André Parro geloofde dat Marie ontstond rond het begin van het 4e millennium voor Christus. De bevolking van de stad was oorspronkelijk Hurritisch. En de Hurrieten zijn de mensen die zulke grote stadstaten hebben gecreëerd als Yamkhad, Alalah en Alep (Aleppo). De Hurrieten kwamen onder de invloed van de Soemerische cultuur en namen het schrijven, vele legendes en mythen over. In de tweede helft van het 3e millennium voor Christus was de bevolking gesemitiseerd.

Tegen die tijd vertrok Marie weer. De stad werd het centrum van het kleine landje Khan. Maar de Mari-heersers bezetten sleutelposities in de Midden-Eufraat en oefenden de controle uit over bijna het hele zuiden van Mesopotamië. Inclusief over de handelsroutes die leidden van Anatolië, waar koper en zilver werden gedolven, naar de Perzische Golf.

Marie werd rijk aan handel en trok zo de afgunst van de groeiende macht van Babylon. Zijn heerser, Hammurabi, deelde de inwoners van Mari rond 1759 voor Christus een verwoestende slag toe. "In opdracht van Annu en Enlil vernietigde hij de muren van Mari", zegt een van de overgebleven spijkerschrifttabletten. De indringers verbrandden het koninklijk paleis, plunderden en vernietigden de posad, verwoestten de huizen van burgers en executeerden de koning Zimri-Lim. De voormalige hoofdstad van het koninkrijk heeft na de nederlaag nooit meer kunnen opstaan. Ze werd gedragen door het zand …

Archieven die niet branden

Tijdens het graven door de ruïnes ontdekte Parro onder andere een bibliotheek van onschatbare waarde met 25.000 spijkerschrifttabletten. De brand die het paleis verwoestte, bewaarde de kleischriften. Ze stelden het staatsarchief samen met persoonlijke correspondentie en belangrijke regeringshandelingen met betrekking tot de heerschappij van Zimri-Lim.

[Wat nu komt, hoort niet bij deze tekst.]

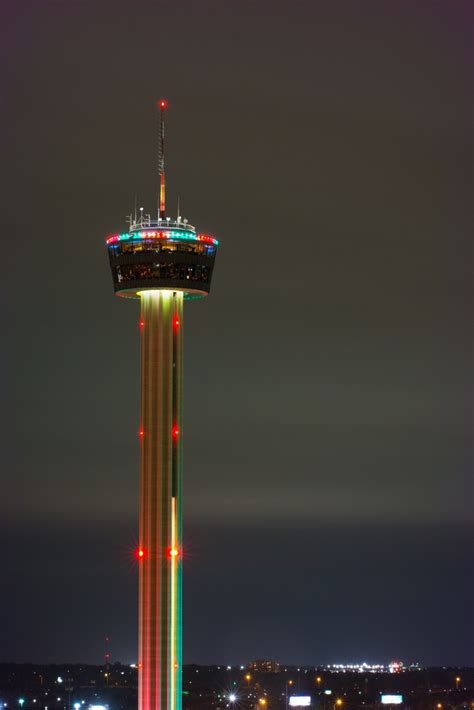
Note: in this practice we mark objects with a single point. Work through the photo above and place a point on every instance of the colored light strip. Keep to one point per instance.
(165, 234)
(174, 605)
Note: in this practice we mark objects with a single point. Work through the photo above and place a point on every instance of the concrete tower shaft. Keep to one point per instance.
(160, 544)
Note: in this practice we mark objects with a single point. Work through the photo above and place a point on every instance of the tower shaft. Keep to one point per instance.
(160, 545)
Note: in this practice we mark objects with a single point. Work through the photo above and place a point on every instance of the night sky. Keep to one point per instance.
(328, 377)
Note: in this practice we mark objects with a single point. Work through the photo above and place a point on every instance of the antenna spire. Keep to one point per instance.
(161, 159)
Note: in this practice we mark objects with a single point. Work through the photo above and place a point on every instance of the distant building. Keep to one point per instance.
(264, 666)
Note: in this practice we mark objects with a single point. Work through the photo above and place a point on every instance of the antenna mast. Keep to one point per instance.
(161, 160)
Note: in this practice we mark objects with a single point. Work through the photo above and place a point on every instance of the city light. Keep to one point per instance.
(300, 701)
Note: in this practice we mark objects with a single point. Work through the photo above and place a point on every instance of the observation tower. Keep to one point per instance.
(161, 262)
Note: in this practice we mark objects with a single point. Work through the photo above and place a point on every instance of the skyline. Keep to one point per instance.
(328, 466)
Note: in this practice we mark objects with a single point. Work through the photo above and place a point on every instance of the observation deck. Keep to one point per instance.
(161, 254)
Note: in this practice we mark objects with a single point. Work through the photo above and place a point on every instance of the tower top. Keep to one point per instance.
(162, 105)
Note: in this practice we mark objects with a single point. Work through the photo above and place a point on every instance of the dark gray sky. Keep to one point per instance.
(328, 447)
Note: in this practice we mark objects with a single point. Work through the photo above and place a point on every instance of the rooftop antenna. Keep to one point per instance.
(161, 160)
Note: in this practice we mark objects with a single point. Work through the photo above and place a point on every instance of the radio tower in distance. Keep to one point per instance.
(161, 262)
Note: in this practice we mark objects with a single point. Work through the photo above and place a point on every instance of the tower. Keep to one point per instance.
(161, 262)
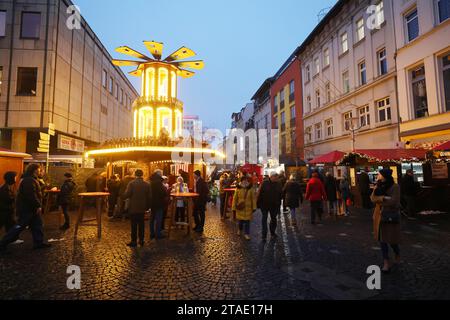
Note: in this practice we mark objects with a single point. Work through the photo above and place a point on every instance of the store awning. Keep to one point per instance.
(392, 155)
(331, 157)
(443, 147)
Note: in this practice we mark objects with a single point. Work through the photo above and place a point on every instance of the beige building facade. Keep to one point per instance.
(349, 80)
(55, 71)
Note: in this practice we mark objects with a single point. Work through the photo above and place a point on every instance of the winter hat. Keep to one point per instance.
(9, 177)
(386, 173)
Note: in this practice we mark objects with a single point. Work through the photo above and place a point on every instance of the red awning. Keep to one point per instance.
(331, 157)
(393, 154)
(443, 147)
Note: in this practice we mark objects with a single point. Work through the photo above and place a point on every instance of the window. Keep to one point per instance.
(26, 81)
(318, 129)
(104, 78)
(364, 116)
(2, 23)
(316, 66)
(346, 82)
(318, 98)
(111, 85)
(328, 92)
(412, 25)
(360, 29)
(384, 110)
(31, 25)
(443, 7)
(329, 127)
(380, 13)
(446, 71)
(308, 134)
(419, 90)
(348, 125)
(326, 57)
(344, 42)
(1, 79)
(382, 62)
(362, 73)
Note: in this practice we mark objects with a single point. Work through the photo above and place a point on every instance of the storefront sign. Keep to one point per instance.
(70, 144)
(439, 171)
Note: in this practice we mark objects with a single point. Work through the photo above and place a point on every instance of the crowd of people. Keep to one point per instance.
(134, 197)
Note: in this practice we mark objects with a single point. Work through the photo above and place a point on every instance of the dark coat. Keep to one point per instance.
(201, 187)
(140, 194)
(29, 197)
(269, 196)
(160, 194)
(331, 188)
(293, 194)
(65, 195)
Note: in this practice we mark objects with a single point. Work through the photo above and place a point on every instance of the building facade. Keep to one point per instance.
(423, 66)
(349, 79)
(53, 71)
(287, 110)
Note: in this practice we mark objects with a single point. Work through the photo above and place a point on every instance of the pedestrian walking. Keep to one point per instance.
(293, 195)
(139, 193)
(344, 189)
(244, 205)
(200, 202)
(386, 218)
(159, 199)
(315, 193)
(64, 198)
(29, 210)
(7, 198)
(180, 187)
(113, 185)
(331, 189)
(269, 202)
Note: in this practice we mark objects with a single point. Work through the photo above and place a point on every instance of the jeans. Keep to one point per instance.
(137, 227)
(244, 225)
(34, 221)
(179, 214)
(316, 209)
(65, 208)
(385, 250)
(199, 217)
(156, 223)
(274, 212)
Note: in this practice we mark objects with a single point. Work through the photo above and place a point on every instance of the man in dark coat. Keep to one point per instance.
(200, 187)
(269, 202)
(364, 189)
(139, 194)
(159, 200)
(7, 197)
(64, 198)
(29, 210)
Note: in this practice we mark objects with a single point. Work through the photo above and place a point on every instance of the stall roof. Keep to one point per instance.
(443, 147)
(388, 155)
(332, 157)
(8, 153)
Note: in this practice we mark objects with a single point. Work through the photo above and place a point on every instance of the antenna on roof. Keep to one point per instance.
(322, 13)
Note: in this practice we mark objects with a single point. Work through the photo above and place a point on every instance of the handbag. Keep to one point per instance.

Spijkerschriftteksten vertellen over het leven in de oude stad en de activiteiten van het tsaristische bestuur. Veel documenten duiden op Mari's actieve buitenlandse handelsbetrekkingen met Ebla, Elam, Syrië, Babylon, Egypte en zelfs met het eiland Kreta. Alle teksten zijn in het Akkadisch (Semitische) taal. Tot verbazing van de bijbelgeleerden noemen ze de steden Nahur, Farrahi, Saruhi en Faleki. Bovendien spreekt het van de Avairam, Jacobel en zelfs de Benjamin-stam, die aan de grens verscheen en de inwoners van Mari irriteerde. Het is niet moeilijk om de identiteit van deze plaatsnamen te zien met de namen van de oudtestamentische voorouders van het volk Israël - Nahor, Terah, Serug, Abraham, enz.

Naast de bibliotheek was de meest opmerkelijke vondst, erkend als het beste beeldhouwwerk van het oude Mesopotamië, het standbeeld van de godin van de vruchtbaarheid en schenker van regen, Ishtar.

Een detail van het beeldhouwwerk, dat vooral archeologen trof, was een vaas waarmee de priesters geweldige uitvoeringen voor de gelovigen organiseerden, die de godin iets voorover buigend vasthoudt. De vaas was uitgehold; een kanaal liep door de bodem en liep door in de hele figuur. Tijdens de kerkdiensten, op het juiste moment, in antwoord op de gebeden van de aanwezigen, lieten de priesters water door dit kanaal. En toen gutste een hoge stroom uit de vaas van de godin, sprankelend in de vlammen van fakkels, naar de hymnen van de zangers.

Tijdens de verovering van de stad door Babylon werden de ogen van Ishtar, gemaakt van lapis lazuli, eruit gescheurd, het hele beeld was kreupel. Het werd stuk voor stuk in elkaar gezet en gerestaureerd. Tegenwoordig staat er een prachtig beeld in het museum van de Syrische stad Aleppo.